Eliminate “unfriendly” trans fats and minimize saturated fats. Saturated fats are primarily found in animal foods, such as butter, cheese, cream and other dairy products made from whole or 2% milk, fatty meats and poultry with skin.
Baked and fried foods often have high amounts of saturated fats as well as some plant foods, such as palm, palm kernel and coconut oils.
Try these tips for adding more heart-healthy fats to your cooking and eating:
Before roasting vegetables, drizzle them with a bit of olive oil instead of adding a pat of butter after cooking or top a baked potato with olive oil instead of the usual sour cream.
Experiment with canola oil instead of butter or margarine in baked goods such as quick breads, muffins and cakes.

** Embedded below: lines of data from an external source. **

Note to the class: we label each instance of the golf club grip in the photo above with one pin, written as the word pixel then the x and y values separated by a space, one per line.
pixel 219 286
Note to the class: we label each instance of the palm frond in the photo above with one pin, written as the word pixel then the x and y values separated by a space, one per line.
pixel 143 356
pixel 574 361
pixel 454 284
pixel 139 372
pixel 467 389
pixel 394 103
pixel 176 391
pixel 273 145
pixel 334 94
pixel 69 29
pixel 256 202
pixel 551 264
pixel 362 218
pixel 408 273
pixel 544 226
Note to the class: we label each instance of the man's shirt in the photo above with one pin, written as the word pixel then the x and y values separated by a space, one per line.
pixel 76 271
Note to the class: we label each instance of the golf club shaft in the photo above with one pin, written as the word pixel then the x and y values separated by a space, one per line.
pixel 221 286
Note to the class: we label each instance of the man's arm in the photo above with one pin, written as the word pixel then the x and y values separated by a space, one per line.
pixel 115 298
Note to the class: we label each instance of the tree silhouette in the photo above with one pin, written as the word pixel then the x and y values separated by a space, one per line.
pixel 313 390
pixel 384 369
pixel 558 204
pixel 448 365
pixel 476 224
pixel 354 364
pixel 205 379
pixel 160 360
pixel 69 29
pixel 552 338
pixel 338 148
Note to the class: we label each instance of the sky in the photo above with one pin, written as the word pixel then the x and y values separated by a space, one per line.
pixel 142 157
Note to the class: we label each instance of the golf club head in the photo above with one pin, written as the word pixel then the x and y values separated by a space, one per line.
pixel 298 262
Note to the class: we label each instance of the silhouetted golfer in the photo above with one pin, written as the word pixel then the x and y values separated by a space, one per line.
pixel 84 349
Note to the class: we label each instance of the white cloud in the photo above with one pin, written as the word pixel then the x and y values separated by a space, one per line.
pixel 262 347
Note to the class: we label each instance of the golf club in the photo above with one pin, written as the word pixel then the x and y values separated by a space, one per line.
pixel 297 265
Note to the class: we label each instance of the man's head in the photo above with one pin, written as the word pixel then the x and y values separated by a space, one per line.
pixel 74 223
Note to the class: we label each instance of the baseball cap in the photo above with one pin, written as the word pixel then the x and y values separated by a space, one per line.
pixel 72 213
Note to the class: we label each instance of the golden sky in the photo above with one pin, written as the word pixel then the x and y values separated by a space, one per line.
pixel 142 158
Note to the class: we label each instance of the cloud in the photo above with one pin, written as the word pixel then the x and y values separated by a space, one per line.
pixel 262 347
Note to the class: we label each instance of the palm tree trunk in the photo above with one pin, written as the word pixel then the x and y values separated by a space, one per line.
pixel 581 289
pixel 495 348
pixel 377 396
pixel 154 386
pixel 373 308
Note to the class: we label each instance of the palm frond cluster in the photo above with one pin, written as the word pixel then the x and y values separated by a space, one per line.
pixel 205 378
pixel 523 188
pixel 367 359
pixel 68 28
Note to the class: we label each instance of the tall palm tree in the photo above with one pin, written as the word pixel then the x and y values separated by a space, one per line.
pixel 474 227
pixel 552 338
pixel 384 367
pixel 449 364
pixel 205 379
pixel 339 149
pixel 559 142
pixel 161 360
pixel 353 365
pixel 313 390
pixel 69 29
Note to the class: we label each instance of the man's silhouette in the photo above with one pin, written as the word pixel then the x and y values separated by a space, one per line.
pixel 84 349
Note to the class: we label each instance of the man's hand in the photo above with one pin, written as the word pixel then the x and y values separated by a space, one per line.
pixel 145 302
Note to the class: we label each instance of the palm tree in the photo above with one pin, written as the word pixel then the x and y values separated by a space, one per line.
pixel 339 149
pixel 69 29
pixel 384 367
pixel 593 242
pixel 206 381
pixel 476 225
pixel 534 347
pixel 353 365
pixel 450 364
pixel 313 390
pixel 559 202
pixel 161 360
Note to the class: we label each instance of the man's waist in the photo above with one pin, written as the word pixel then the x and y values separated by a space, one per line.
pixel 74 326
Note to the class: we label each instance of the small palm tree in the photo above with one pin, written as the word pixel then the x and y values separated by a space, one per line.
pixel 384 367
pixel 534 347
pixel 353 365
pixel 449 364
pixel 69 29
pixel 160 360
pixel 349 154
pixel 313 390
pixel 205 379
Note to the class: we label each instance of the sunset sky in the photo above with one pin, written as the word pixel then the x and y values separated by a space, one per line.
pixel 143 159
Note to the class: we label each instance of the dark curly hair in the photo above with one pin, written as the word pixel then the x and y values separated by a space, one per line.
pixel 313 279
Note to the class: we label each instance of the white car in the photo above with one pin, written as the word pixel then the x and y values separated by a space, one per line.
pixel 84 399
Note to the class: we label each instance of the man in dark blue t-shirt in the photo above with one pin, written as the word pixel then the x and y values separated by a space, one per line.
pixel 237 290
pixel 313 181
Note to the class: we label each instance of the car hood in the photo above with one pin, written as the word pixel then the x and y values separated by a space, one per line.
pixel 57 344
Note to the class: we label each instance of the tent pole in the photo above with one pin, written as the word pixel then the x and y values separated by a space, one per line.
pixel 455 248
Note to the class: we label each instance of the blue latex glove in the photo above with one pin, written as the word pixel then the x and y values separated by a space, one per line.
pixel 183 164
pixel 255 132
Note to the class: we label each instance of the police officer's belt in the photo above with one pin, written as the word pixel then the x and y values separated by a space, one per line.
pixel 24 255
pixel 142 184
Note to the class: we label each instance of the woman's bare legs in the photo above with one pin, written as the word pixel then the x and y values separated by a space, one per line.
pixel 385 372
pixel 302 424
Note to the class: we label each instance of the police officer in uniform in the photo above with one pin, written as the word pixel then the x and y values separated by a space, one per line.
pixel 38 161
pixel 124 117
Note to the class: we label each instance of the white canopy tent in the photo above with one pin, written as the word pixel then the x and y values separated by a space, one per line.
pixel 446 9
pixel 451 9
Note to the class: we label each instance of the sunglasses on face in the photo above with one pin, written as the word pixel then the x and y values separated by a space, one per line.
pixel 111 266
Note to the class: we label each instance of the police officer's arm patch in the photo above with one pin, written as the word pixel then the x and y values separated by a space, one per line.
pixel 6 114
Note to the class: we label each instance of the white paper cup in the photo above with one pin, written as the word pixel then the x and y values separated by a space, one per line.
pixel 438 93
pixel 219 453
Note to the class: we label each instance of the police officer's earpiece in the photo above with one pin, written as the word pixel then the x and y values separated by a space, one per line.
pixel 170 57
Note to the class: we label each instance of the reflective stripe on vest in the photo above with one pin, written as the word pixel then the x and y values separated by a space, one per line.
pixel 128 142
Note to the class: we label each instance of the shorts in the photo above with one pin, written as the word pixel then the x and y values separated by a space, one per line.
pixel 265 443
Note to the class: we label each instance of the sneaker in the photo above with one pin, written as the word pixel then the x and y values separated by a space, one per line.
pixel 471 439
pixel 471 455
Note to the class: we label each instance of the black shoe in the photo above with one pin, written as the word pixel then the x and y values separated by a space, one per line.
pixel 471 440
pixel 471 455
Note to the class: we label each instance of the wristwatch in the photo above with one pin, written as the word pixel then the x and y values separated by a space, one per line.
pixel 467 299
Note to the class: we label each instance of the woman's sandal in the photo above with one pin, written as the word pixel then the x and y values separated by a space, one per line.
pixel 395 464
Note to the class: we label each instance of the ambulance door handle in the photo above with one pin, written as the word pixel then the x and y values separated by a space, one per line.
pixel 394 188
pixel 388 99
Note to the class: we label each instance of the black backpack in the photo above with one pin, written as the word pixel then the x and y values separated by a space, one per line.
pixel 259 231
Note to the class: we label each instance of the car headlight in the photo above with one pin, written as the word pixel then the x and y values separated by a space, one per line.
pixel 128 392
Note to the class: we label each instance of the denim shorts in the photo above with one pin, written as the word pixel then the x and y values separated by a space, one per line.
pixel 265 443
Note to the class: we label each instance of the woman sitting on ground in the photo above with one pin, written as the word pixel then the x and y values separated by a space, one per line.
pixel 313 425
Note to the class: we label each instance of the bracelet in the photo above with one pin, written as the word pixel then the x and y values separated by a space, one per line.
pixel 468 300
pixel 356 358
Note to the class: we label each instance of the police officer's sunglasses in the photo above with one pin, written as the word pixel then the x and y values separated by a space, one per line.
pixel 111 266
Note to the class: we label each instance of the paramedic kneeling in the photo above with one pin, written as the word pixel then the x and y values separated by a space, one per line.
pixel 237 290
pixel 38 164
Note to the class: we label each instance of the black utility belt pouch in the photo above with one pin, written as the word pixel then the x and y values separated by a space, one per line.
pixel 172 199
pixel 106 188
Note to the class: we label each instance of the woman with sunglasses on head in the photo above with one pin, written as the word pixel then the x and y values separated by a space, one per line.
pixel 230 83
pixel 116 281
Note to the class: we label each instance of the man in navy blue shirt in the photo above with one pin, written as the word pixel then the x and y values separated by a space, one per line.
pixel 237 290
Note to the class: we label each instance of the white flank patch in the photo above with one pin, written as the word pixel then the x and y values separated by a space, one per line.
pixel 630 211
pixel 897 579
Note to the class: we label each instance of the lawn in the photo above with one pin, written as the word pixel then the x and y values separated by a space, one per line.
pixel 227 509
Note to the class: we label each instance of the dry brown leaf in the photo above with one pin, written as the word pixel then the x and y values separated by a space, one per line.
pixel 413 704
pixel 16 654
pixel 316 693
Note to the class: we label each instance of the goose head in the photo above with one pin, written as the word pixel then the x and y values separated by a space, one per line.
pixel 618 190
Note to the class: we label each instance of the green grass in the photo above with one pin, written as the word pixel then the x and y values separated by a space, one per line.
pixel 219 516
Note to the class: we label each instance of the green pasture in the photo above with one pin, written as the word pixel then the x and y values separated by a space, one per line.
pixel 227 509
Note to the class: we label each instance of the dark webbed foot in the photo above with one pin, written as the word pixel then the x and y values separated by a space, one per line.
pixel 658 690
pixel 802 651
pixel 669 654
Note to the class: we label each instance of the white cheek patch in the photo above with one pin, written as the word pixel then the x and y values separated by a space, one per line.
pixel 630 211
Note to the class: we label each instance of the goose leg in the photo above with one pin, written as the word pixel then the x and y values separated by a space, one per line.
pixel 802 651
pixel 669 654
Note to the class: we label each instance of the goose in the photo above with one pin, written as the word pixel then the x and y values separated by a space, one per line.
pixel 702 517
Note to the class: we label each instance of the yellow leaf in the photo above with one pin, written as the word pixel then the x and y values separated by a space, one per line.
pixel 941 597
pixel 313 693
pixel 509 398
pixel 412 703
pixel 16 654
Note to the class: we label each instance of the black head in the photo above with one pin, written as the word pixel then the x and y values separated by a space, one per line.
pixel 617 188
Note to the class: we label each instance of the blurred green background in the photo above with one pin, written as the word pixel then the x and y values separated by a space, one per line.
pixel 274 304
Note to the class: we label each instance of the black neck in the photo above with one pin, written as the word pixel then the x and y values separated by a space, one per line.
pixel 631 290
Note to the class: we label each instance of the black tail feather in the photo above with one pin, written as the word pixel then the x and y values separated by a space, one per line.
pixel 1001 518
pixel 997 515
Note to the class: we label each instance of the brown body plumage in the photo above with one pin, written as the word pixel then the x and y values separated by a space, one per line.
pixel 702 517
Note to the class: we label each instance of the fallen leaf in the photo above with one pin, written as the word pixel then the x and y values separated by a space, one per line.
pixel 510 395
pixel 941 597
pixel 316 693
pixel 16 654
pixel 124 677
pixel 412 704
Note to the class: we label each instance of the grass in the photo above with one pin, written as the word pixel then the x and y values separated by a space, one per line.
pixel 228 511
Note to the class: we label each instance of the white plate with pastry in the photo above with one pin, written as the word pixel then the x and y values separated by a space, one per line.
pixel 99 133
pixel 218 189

Look for recipes designed to make this substitution, too.
Skip the croutons on your salad and add a sprinkle of crunchy walnuts instead. Snack on pistachios in the shell in place of potato chips when a craving for a savory snack hits! Why nuts in the shell? It takes longer to eat nuts in the shell, so you will automatically slow your pace at the plate!
Introduce your taste buds to a different nut or seed butter, such as almond and sunflower butters. A recommended serving is one tablespoon. Try almond butter spread on a waffle or sunflower seed butter with sliced bananas on a sandwich!
Trade mayo on your sandwich for a bit of smashed avocado or top a steaming bowl of tomato soup with diced avocado. To make a simple guacamole, mashed a ripe avocado, then add juice from half a lime, one minced garlic clove then a sprinkle of salt and pepper to taste. Then practice the mantra – “dip a veggie, dip another veggie, then a chip” to keep calorie down and veggie intake up!